Tout le mystère terrestre étant l’offrande du Sacrifice suréternel de l’amour dans « ce monde », pour nous autres, hommes, et pour notre salut, il est la Croix. A la Sainte Cène, il est joie et don du Royaume, à la crucifixion, il est lutte et victoire. Mais c’est la même offrande, le même sacrifice, la même victoire. Par la Croix en tant que la croix, cette offrande, ce sacrifice et cette victoire nous sont transmis, accordés, à nous dans « ce monde », parce que dans ce monde et d’abord en nous-mêmes, c’est seulement par la Croix que s’effectue notre montée vers la joie et la plénitude du Royaume qui nous est légué.

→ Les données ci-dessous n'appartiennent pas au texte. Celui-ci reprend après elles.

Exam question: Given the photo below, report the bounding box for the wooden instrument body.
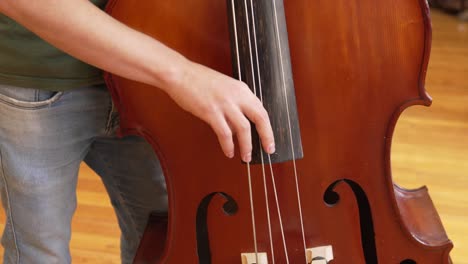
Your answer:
[107,0,452,264]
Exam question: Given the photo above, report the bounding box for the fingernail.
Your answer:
[243,153,252,162]
[267,143,275,154]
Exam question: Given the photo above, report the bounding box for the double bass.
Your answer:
[106,0,452,264]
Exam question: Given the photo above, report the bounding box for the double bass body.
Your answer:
[107,0,452,264]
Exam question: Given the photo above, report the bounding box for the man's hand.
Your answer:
[166,62,275,162]
[0,0,274,162]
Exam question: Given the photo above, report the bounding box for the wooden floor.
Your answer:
[0,7,468,264]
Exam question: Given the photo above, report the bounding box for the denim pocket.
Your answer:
[0,84,63,109]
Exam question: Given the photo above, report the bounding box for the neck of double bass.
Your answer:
[227,0,303,163]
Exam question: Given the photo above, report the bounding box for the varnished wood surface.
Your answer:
[0,8,468,264]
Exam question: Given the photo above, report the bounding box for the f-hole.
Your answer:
[323,179,378,264]
[323,179,417,264]
[196,192,238,264]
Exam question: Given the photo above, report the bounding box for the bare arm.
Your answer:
[0,0,274,161]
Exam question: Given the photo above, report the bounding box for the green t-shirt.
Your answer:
[0,0,107,91]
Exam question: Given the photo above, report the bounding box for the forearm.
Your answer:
[0,0,188,92]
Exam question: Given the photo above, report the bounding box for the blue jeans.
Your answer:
[0,85,167,264]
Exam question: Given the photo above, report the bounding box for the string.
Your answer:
[272,0,307,263]
[231,0,258,263]
[247,0,276,264]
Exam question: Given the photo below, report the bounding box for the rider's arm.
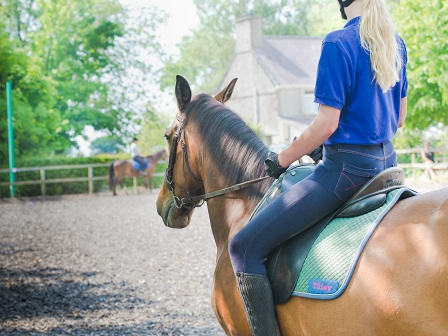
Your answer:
[398,97,408,128]
[278,104,341,167]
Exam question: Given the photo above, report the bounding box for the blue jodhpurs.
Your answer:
[229,142,397,275]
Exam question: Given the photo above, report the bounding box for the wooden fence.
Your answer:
[0,163,165,197]
[395,148,448,178]
[0,148,448,197]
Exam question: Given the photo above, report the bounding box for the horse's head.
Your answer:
[157,76,237,228]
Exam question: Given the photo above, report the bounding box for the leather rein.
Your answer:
[165,114,269,209]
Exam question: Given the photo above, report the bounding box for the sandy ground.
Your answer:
[0,178,448,336]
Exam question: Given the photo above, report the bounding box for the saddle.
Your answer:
[258,164,415,304]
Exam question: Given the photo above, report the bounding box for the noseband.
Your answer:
[165,115,269,209]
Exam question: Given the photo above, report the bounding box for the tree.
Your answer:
[0,0,164,162]
[395,0,448,129]
[90,136,121,154]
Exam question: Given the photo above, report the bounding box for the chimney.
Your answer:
[235,15,263,53]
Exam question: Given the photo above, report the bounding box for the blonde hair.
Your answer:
[360,0,403,92]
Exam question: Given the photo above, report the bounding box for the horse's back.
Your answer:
[277,188,448,335]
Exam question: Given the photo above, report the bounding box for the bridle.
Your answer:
[165,114,269,209]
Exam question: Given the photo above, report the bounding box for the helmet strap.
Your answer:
[338,0,355,20]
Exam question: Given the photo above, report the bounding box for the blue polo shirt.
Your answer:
[314,16,408,145]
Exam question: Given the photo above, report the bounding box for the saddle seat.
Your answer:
[262,164,405,304]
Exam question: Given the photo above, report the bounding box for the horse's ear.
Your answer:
[175,75,191,112]
[215,78,238,104]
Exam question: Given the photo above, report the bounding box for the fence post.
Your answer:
[40,168,47,199]
[87,166,93,195]
[411,153,417,180]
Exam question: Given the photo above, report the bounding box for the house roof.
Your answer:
[254,36,322,87]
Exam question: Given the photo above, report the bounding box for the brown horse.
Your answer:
[157,76,448,336]
[108,149,168,196]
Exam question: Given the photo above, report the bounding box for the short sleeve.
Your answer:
[400,40,408,98]
[314,42,351,110]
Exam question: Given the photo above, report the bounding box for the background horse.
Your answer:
[157,76,448,336]
[108,149,168,196]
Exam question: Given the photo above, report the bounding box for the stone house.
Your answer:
[221,16,322,149]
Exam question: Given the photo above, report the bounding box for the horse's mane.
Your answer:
[185,93,268,193]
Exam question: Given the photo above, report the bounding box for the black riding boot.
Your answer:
[236,272,281,336]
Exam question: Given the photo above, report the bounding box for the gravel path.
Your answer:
[0,190,224,335]
[0,181,448,336]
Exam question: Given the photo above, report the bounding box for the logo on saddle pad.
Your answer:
[308,279,339,294]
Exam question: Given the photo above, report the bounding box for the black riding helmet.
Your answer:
[338,0,355,20]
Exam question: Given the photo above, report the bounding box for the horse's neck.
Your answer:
[207,189,264,256]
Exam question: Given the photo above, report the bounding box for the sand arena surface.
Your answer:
[0,181,448,336]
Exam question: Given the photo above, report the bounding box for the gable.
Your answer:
[253,36,322,87]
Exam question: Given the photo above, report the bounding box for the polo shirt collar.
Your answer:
[344,16,361,28]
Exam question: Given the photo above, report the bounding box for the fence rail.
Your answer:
[0,163,165,197]
[0,148,448,197]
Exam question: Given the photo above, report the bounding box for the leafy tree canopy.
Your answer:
[0,0,164,162]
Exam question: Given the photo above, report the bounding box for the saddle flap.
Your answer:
[338,193,387,217]
[346,167,405,204]
[266,213,334,304]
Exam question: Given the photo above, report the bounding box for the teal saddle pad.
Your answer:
[292,188,406,300]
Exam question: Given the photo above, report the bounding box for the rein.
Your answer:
[165,115,269,209]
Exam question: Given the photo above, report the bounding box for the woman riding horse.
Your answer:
[157,76,448,336]
[229,0,408,336]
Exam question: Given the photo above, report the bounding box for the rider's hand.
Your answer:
[307,145,323,163]
[264,152,286,179]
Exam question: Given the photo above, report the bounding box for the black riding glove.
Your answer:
[307,145,323,163]
[264,152,286,179]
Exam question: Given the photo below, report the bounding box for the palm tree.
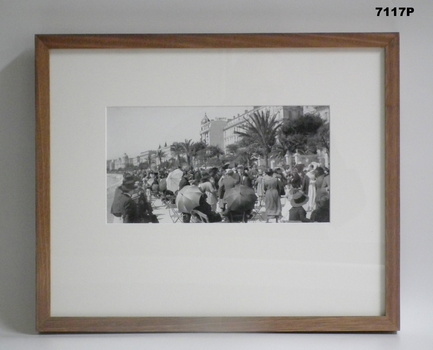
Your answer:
[236,110,281,166]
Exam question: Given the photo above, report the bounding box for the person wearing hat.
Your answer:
[263,169,282,222]
[218,169,237,210]
[289,191,310,222]
[198,172,218,211]
[111,175,137,223]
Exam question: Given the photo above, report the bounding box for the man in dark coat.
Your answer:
[111,175,137,223]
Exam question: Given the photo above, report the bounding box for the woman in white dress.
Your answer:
[306,163,317,212]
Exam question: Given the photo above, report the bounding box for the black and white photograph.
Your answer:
[106,105,331,223]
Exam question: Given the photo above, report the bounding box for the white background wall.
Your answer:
[0,0,433,350]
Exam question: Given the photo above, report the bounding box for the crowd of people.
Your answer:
[111,162,330,223]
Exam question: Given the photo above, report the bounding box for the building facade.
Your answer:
[223,106,285,152]
[200,114,227,150]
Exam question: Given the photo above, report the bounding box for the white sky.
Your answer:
[107,106,253,159]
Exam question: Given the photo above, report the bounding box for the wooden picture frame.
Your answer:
[35,33,400,333]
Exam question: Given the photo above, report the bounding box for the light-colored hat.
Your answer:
[290,191,308,207]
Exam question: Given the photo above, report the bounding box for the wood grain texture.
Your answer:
[35,33,400,333]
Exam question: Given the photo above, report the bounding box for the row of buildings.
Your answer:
[107,106,329,171]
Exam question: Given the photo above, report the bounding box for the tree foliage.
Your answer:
[236,110,281,166]
[276,114,329,154]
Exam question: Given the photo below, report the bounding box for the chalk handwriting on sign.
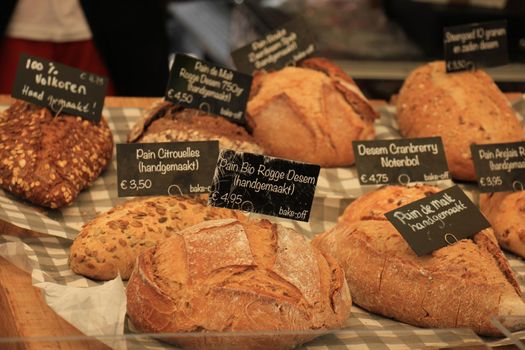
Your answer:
[11,54,108,122]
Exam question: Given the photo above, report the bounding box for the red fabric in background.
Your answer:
[0,37,115,95]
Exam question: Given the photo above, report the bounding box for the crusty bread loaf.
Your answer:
[69,196,243,280]
[126,219,351,349]
[396,62,525,181]
[128,101,264,154]
[246,58,377,167]
[0,101,113,208]
[313,186,525,335]
[479,191,525,257]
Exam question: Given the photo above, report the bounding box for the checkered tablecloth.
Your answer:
[0,98,525,349]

« Par la croix de NSJC le monde est crucifié pour moi et moi pour le monde » (Galat 6.14). Ces paroles expriment l’essence même de la vie chrétienne, qui est de suivre le Christ ! le monde m’est crucifié. Si suivre le Christ, c’est répondre par l’amour à son amour, se sacrifier en retour à son sacrifice, alors, dans ce monde, cela ne peut manquer d’être la haute ascèse d’un constant renoncement à ce monde, à son orgueil et à son aséité, à sa concupiscence de la chair, des yeux et des biens terrestres : je suis sacrifié au monde.

Ce sacrifice ne peut être que ma crucifixion, car le monde n’est pas seulement extérieur à moi, mais en moi, dans le vieil homme qui est en moi et le combat que lui livre la vie nouvelle donnée par le Christ ne cesse jamais durant notre pèlerinage sur terre. « En ce monde, vous aurez des afflictions » (Jn 16.33).  

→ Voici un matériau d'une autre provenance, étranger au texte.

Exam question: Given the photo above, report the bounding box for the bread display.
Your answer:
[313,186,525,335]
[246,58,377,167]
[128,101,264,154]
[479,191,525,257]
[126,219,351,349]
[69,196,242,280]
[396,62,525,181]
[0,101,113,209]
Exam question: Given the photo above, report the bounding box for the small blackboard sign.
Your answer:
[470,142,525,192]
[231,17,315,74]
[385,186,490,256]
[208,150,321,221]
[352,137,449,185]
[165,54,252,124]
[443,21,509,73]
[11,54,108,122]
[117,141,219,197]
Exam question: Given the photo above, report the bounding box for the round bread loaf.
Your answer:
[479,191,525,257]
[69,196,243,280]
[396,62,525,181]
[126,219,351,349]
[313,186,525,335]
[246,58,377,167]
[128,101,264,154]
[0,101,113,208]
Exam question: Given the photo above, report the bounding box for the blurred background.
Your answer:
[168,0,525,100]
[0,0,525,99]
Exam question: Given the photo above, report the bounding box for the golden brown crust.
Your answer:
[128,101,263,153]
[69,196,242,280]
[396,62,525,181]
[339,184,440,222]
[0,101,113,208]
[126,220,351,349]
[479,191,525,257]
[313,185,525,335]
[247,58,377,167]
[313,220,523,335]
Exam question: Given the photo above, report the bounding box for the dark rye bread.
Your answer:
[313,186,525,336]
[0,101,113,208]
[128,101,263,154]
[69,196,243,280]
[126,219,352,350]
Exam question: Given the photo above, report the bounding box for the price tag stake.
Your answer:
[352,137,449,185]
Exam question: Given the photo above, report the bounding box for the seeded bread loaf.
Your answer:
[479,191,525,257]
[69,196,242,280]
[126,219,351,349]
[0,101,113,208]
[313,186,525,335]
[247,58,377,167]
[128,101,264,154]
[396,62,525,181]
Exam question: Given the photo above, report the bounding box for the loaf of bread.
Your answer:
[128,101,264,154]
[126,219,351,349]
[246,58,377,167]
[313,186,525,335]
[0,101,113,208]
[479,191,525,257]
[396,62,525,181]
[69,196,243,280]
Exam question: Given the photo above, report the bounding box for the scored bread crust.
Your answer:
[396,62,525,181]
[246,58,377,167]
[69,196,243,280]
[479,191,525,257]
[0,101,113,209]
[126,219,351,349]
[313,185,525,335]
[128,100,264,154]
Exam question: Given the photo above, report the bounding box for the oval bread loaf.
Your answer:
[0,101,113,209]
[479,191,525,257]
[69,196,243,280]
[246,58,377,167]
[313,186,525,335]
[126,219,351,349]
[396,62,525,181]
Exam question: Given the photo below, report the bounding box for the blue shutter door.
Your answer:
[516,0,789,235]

Cette peine, cette tristesse sont connue de celui qui suit le Christ, même de loin et loin, de quiconque l’aime et se remet entre ses mains : C’est « la croix  souffrance », mais par l’amour et le renoncement, cette affliction devient joie, car elle est perçue comme une communion avec la Crucifixion du Christ, comme une acceptation de sa Croix, et donc, comme une participation à sa victoire : « ayez courage, j’ai vaincu le monde » (Jn 16.33).

Voilà pourquoi l’anamnèse, commémoraison du Royaume de Dieu manifesté et légué au cours de la Cène mystique est inséparablement par là-même commémoraison de la Croix, du Corps du Christ, mais rompu pour nous, du Sang du Christ, mais répandu pour nous.

Voilà pourquoi, c’est seulement par la Croix que le don du Royaume en devient l’acceptation, que sa manifestation à l’Eucharistie devient notre montée au Ciel, notre participation à la Cène du Christ dans son Royaume.